The new rule limiting the deduction for interest expense goes into place in 2018.  Under the new rule, a taxpayer can deduct interest only up to 30% of adjusted income.  The interest expense in excess of the 30% is carried over to the next year.
Adjusted income means a company’s taxable income with an addback for interest, depreciation and amortization.  In 2022 and forward, you no longer add back depreciation and amortization.  Therefore, ATI will be significantly lower in 2022 and subsequent years.
The rules apply to every taxpayer.  This includes LLCs, corporations and personal returns.  Every LLC will have to compute its own 30% limit and the limit is applied to each separate LLC.  Therefore, if you have several LLCs and one is losing money and the other has profit, the money losing LLC cannot deduct any interest expense as each LLC is looked at separately.
The limit does not apply to taxpayers with less than $25 million of gross receipts.  The IRS just released guidance that if multiple LLCs or corporations are under common control, you have to add all their revenue together and then compare it to the $25 million mark.
There is an exception for entities owning real estate.  If an LLC or corporation owns and leases out real estate, the LLC can elect to be exempted from the interest limitation rules.  The trade off is that the LLC cannot use the 100% write off depreciation if the election is made.
A very real problem for closely held businesses is that the IRS has taken the position that if a LLC owning real estate leases the real estate to a commonly controlled company, i.e. your real estate LLC leases to your company, the LLC will not be treated as a real estate entity and cannot elect out of the rules.
The denial of the election out for a real estate entity leasing to a related operator is only in proposed form.  The IRS will be taking comments from taxpayers until about the end of January and will then issue their final interpretation of the rules.
On a go forward basis, business owners who utilize a rental LLC should consider restructuring their business in order to be able to deduct the interest expense on the real estate company.  For instance, if the tenant company and the real estate are both in LLCs, consider setting up an LLC holding company and having the holding company own 100% of both the tenant company and the real estate company.  Since the interest limit is computed company by company, combining the two companies this way lets you deduct interest expense using the tenant company’s income.

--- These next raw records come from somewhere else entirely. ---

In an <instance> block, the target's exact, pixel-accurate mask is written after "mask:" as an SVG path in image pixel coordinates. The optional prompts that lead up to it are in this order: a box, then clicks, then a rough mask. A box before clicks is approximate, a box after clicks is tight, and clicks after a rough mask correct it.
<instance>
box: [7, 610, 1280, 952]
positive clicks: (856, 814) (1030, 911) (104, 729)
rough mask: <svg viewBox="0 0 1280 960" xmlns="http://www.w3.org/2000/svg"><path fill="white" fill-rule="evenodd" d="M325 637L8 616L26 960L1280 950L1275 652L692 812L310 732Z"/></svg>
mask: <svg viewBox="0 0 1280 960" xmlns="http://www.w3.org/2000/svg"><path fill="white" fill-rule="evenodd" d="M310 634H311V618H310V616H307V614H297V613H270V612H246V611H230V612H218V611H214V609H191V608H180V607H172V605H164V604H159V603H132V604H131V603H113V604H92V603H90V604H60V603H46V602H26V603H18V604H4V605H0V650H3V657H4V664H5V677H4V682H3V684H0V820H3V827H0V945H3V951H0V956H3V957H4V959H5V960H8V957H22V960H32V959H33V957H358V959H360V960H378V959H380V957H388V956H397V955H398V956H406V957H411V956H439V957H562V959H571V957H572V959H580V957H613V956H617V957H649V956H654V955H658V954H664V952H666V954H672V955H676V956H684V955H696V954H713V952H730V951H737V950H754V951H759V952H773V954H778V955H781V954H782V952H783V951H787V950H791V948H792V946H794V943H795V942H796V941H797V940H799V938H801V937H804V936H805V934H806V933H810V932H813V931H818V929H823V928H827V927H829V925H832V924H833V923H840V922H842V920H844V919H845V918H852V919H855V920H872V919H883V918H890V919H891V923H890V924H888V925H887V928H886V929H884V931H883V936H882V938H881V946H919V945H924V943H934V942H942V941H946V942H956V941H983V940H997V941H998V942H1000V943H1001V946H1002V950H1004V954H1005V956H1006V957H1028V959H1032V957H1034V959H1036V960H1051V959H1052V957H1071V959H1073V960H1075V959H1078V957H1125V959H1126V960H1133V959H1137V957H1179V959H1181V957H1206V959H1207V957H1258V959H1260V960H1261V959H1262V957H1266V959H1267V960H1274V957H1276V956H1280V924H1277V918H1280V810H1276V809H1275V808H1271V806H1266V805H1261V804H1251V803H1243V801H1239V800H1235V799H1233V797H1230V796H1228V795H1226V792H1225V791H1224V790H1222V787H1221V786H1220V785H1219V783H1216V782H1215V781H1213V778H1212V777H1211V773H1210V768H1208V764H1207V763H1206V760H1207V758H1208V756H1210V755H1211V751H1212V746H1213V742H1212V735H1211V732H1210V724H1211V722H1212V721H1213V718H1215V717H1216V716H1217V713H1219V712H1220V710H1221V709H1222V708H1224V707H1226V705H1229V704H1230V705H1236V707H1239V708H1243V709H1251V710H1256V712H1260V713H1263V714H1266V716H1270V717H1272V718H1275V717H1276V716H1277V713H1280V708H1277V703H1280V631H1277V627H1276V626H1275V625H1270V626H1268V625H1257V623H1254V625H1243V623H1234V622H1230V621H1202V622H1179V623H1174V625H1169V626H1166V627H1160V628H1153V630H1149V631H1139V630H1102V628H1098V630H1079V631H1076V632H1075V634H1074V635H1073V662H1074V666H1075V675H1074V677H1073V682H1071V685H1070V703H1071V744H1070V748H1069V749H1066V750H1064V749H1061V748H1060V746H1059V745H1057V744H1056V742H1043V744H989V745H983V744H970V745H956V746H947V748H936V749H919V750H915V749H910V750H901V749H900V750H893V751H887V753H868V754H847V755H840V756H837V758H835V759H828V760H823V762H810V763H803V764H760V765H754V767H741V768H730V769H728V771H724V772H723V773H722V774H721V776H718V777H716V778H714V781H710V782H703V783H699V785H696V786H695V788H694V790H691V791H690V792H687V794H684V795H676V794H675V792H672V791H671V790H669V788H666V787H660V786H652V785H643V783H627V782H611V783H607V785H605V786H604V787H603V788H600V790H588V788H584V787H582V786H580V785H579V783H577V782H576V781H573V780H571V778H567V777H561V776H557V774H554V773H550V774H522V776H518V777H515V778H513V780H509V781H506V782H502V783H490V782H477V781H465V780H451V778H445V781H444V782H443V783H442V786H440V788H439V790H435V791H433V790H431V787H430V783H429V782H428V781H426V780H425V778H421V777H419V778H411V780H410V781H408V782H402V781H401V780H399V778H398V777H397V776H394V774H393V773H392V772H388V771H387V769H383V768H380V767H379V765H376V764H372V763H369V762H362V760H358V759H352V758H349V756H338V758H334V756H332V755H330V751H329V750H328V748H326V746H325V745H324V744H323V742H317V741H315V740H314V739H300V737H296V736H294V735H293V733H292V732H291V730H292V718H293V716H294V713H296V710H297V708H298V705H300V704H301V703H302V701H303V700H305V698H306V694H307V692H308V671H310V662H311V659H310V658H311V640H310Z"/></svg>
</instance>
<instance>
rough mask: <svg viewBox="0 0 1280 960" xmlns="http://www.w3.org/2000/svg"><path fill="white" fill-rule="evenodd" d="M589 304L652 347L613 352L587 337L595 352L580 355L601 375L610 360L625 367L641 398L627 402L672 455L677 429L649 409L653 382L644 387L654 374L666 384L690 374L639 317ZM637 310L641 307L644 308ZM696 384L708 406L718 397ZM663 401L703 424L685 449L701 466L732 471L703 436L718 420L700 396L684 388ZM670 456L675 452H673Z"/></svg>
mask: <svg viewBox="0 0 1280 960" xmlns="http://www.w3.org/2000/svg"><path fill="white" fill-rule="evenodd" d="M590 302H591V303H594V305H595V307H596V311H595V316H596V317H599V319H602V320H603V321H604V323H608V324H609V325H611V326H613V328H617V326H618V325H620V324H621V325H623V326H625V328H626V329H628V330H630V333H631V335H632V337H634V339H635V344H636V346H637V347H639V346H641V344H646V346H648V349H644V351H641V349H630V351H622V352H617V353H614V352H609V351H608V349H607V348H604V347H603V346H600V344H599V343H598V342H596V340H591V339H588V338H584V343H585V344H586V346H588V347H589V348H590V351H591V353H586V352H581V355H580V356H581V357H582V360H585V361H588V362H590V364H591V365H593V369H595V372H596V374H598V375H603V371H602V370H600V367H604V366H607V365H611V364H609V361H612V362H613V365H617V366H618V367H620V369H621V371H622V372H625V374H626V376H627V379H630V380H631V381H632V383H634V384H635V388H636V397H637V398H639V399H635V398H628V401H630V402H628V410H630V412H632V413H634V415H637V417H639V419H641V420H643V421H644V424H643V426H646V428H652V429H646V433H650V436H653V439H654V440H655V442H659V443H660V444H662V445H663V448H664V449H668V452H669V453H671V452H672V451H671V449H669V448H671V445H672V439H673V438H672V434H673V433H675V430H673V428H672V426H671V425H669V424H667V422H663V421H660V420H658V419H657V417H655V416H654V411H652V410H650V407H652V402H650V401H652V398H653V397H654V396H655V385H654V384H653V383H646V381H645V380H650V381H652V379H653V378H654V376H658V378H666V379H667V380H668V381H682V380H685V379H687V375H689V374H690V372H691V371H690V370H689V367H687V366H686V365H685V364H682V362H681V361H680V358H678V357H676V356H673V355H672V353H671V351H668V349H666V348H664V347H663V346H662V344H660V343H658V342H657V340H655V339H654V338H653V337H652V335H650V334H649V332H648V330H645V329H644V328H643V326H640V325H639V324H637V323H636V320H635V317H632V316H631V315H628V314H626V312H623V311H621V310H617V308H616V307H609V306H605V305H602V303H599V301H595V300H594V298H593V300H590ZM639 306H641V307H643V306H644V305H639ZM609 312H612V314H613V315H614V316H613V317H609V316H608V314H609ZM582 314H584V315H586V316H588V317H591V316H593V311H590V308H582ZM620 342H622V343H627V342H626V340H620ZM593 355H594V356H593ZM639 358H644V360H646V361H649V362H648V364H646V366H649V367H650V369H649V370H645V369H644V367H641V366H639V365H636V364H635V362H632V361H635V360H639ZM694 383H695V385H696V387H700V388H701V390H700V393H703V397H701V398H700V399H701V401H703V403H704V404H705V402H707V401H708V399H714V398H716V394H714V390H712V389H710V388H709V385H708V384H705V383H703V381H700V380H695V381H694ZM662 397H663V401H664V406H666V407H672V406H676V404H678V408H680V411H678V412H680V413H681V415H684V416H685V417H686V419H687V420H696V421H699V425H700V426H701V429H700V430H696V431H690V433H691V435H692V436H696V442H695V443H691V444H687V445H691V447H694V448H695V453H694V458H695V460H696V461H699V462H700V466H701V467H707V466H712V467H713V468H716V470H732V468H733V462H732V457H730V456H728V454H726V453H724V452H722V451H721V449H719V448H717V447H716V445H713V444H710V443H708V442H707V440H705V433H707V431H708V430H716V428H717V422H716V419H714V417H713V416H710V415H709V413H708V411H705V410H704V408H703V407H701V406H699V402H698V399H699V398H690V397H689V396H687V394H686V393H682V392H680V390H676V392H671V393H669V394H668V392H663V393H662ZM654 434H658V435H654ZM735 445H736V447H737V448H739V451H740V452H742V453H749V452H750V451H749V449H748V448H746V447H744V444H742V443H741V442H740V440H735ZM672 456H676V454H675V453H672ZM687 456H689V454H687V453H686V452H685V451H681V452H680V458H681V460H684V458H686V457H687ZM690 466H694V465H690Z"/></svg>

In the alternative, instead of moving the tenant and the property owner closer together, move them further apart.  Consider structuring the companies so that one person owns the tenant company and that same person owns only 49% of the property company.  The owners can work out their economics through rent and pay.  Doing so gets the owner the ability to be treated as a real estate company and to elect out of the interest limitation.
Moving the companies further apart could require some contortionism.  As with everything else, the IRS always has the ability to challenge anything which saves you taxes.  Also, changing around the ownership could have an impact on passive losses and other items on your return.  Therefore, don’t do any of this without talking to a tax advisor first.